社交ダンス物語 352 全日本シニア選手権(後編)

コラム

 毎年6月に東京で、全日本シニア選手権が開催されます。本年度のシニア・ラテンアメリカンは、日本全国から44組のカップルがエントリーしました。新潟県からは、自分たちチビ・ハゲが出場。今までの会場は日本武道館でしたが、本年度は有明コロシアム。初めての会場です。
 
 東京駅の構内と同じです。有明コロシアムの中でも、田舎から来たチビ・ハゲは右往左往しています。まるで、ラビリンス。どこに、どう行ったら良いの? 選手控え室にて。全国大会ともなると、そこでの光景は地方の会場とは異なります。カップル達は、皆さん長身で際立つ美しさ。ドレスも斬新的なデザイン。しかもオーラがあります。アマチュア選手ですが、プロと見間違えましたので。
 
 競技用ドレスに着替えて。今回のラテンドレスは、ヒサヤ製です。

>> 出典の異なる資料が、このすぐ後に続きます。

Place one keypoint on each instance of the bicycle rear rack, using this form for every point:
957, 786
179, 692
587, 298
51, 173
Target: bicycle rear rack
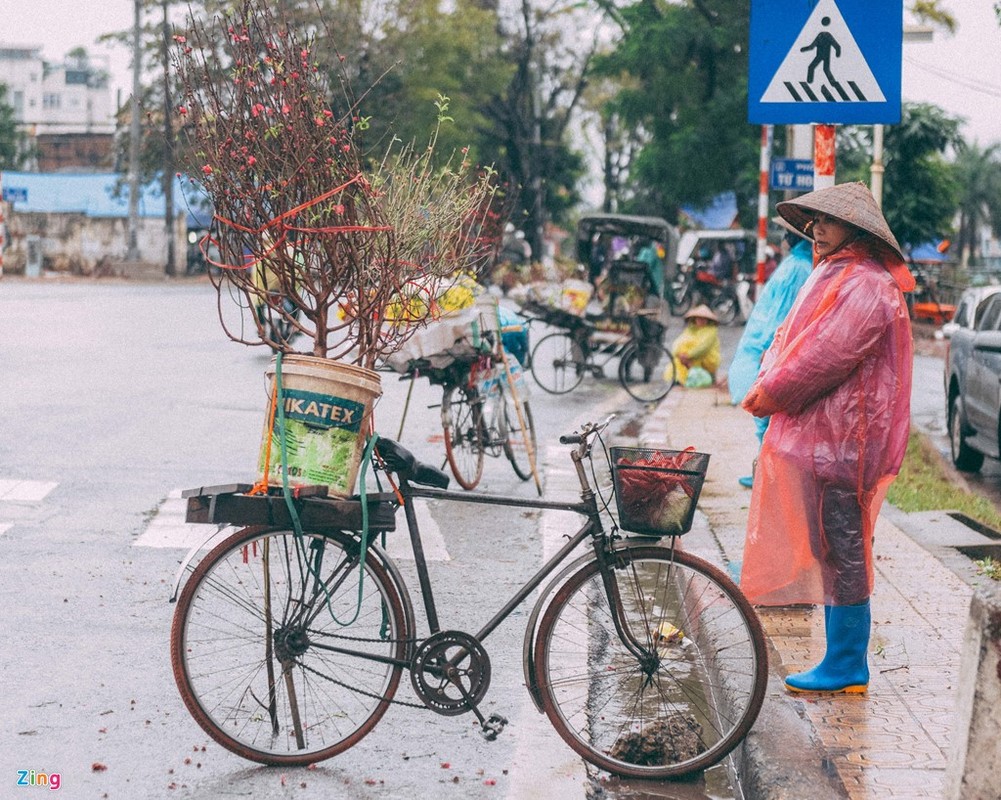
229, 504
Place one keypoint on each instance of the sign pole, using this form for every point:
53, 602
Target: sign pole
767, 136
3, 228
824, 156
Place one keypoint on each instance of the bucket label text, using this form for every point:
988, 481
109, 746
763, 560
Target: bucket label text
322, 411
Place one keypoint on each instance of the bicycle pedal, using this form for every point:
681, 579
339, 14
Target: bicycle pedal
489, 728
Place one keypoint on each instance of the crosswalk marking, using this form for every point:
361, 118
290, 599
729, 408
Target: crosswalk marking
25, 491
169, 530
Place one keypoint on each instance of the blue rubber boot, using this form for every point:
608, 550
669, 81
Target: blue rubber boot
844, 668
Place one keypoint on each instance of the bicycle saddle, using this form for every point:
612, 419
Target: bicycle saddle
400, 461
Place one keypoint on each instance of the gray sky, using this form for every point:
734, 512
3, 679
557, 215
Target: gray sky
961, 72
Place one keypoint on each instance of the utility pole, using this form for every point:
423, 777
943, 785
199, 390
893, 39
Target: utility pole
133, 144
168, 146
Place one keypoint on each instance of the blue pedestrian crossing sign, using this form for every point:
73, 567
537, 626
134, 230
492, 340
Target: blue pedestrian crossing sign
825, 61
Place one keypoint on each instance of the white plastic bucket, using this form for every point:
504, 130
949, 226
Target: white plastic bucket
327, 418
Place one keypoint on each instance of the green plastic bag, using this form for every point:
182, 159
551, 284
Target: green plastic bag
698, 377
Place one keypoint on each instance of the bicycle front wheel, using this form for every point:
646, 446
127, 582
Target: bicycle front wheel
279, 654
519, 436
688, 694
558, 363
462, 424
647, 371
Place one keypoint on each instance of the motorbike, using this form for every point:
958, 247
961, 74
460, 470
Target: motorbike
694, 284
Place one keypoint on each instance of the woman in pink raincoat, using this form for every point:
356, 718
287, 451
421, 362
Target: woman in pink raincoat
837, 382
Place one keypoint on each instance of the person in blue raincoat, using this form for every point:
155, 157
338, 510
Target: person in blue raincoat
652, 253
771, 309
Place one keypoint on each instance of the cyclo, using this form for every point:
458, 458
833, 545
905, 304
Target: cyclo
627, 259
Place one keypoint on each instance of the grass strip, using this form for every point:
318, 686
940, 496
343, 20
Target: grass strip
925, 485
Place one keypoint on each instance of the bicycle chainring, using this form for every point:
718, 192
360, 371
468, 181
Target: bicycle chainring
450, 673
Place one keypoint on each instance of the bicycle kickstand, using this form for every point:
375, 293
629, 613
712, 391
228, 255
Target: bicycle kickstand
488, 727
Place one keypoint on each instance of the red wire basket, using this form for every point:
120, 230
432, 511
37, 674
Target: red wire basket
657, 490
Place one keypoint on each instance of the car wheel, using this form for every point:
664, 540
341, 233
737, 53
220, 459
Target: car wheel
964, 458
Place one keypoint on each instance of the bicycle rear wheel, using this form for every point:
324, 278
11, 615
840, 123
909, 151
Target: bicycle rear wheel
260, 661
693, 694
462, 424
647, 371
558, 363
519, 436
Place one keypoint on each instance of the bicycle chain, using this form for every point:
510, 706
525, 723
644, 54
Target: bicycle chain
372, 695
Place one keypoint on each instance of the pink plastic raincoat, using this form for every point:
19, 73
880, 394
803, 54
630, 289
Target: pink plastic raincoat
840, 371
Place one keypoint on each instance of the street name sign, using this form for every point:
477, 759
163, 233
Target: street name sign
791, 174
825, 61
15, 194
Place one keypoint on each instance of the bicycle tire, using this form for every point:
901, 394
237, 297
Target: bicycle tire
518, 438
462, 425
558, 363
647, 371
240, 618
700, 695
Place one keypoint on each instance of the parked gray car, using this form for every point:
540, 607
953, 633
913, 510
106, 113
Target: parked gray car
973, 387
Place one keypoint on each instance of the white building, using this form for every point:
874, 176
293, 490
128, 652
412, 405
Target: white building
71, 97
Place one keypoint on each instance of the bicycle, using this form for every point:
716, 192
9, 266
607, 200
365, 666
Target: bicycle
290, 637
560, 360
484, 412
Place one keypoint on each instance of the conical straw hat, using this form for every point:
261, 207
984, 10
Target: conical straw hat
703, 311
849, 202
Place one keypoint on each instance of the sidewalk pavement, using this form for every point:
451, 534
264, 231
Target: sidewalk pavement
893, 742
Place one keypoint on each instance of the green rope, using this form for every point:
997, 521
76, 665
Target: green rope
293, 513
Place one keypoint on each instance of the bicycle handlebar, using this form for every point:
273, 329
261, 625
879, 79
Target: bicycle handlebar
587, 431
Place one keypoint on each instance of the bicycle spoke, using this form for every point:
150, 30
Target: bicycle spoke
243, 653
689, 697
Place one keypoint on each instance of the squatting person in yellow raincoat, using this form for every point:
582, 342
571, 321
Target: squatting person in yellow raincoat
837, 383
698, 344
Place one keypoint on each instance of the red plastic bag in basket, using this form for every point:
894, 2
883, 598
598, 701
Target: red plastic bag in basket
647, 496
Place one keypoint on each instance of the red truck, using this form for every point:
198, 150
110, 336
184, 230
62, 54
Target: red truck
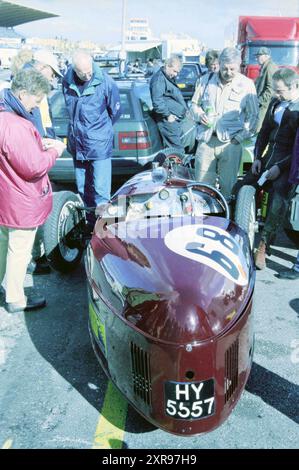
279, 34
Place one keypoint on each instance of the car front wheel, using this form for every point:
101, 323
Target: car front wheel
62, 231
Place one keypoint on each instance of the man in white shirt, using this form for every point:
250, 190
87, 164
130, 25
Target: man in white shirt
226, 106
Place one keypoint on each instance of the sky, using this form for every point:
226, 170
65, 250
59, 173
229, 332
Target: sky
210, 21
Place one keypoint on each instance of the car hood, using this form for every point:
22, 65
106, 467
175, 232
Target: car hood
176, 280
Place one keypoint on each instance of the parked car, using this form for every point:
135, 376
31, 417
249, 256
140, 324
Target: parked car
170, 281
188, 77
136, 136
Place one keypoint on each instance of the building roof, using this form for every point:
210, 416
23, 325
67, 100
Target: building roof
12, 14
9, 33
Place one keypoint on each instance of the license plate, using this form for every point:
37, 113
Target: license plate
189, 400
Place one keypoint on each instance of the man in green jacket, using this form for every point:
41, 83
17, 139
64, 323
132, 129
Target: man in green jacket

(第222話)情熱的な鮮やかな赤に、ゴールドの装飾があしらわれています。この日のために気合いを入れて、フルオーダーであつらえました。踊りはダメでも、ドレスだけは負けたくないっ!(笑)どうしたら、フロアまでたどり着けるの? またもやチビ・ハゲは会場の廊下で、右往左往しています。すると廊下で、掲示物を貼っておられる役員の先生からお声がかかりました。
先生:「優勝したら、優勝インタビューがあります。後からお願いします。」
リーダー:「わかりました。よろしくお願いします!」
 
 なんとか選手待機場所の廊下までたどり着くことができました。そこでの光景も、地方の競技会とは全く空気が異なります。廊下で組んで、確認しあっているカップル達は、自分たちとはあまりにもかけ離れているのです。ボディーの使い、足さばき、全く別物。同じ日本人とは思えません。遥かに格上。怖いっ! コワすぎ! チビ・ハゲ、踊る前から足がすくんで、逃げ出したくなりました。こうなったら、コーチャーの言う『ハッタリ』しかありません。無敵で圧倒的な強さの歴代世界ラテンチャンピオンといえば、ドニー・バーンズ先生、そしてマイケル・ジョアンナ組でしょう。
リーダー:「僕はマイケルになったつもりで踊るよ。成子さんはジョアンナさんだ。」
チビ・ハゲ、ハッタリで世界チャンピオンになりきる。(笑)あと、地方で開催される競技会と全国大会との違いは、「ニオイ」ですね。自らを鼓舞し、気分を高揚させる目的でしょうか? 選手控え室も選手待機場所も、外国製と思われる香水の香りでムンムンしています。(関東甲信越では、こんなニオイしない!)
 
 いよいよ試合開始です。日本武道館とまではゆきませんが、有明コロシアムの天井はとても高いのです。上からの眩いライトを浴びて、マイケル・ジョアンナ組もとい、チビ・ハゲはトップスターになった気分で、フロアへと入場。種目はチャチャチャとルンバとパソ・ド・ブレ。競技では踊り出しが「命」です。チャチャチャの出だしのスプリット・キューバン・ブレイクでは、先月大学病院で××の手術を受けたことも忘れて(第351話)、車のハイワイパーのごとく激しく腕を振り回す。ルンバで足上げの時、パートナーはバランスを崩してオットット。背骨の骨が完全にくっついていないリーダーは、懸命にパートナーを支えていた? パソはまさにコロシアムで、命をかけて獰猛な牛との闘いをイメージ。
「我が人生に、悔いはなし!」
病持ち50代チビ・ハゲ、冥土の土産に、踊る、踊る、踊るっ! 結果は、一次予選敗退。(涙…笑)
 
 早々に自分たちの出番が終わり、その後は観戦です。出場選手ということで、チケットなしで入場できました。初めての会場なので勝手が分からず、席は予約しておりません。どこで観戦したらよいの? 会場係の先生に聞いたら、チケットを買わなくても、予約された方がお見えになるまで、空いている席に座って良いとのことでした。ありがたい。お言葉に甘えて、二階席から観戦させていただきました。ところで、パソ・ド・ブレでは、プロ・アマを問わず、どの選手も自分たちの競技の足型の一つであるセパレーションを披露してくれません。派手で見栄えの良いバリエーションばかり。セパレーションは、パソ・ド・ブレの基本中の基本のベーシックステップです。
「誰か、セパレーションやってくれんかねー。」
リーダーはワクワクしながら観戦しています。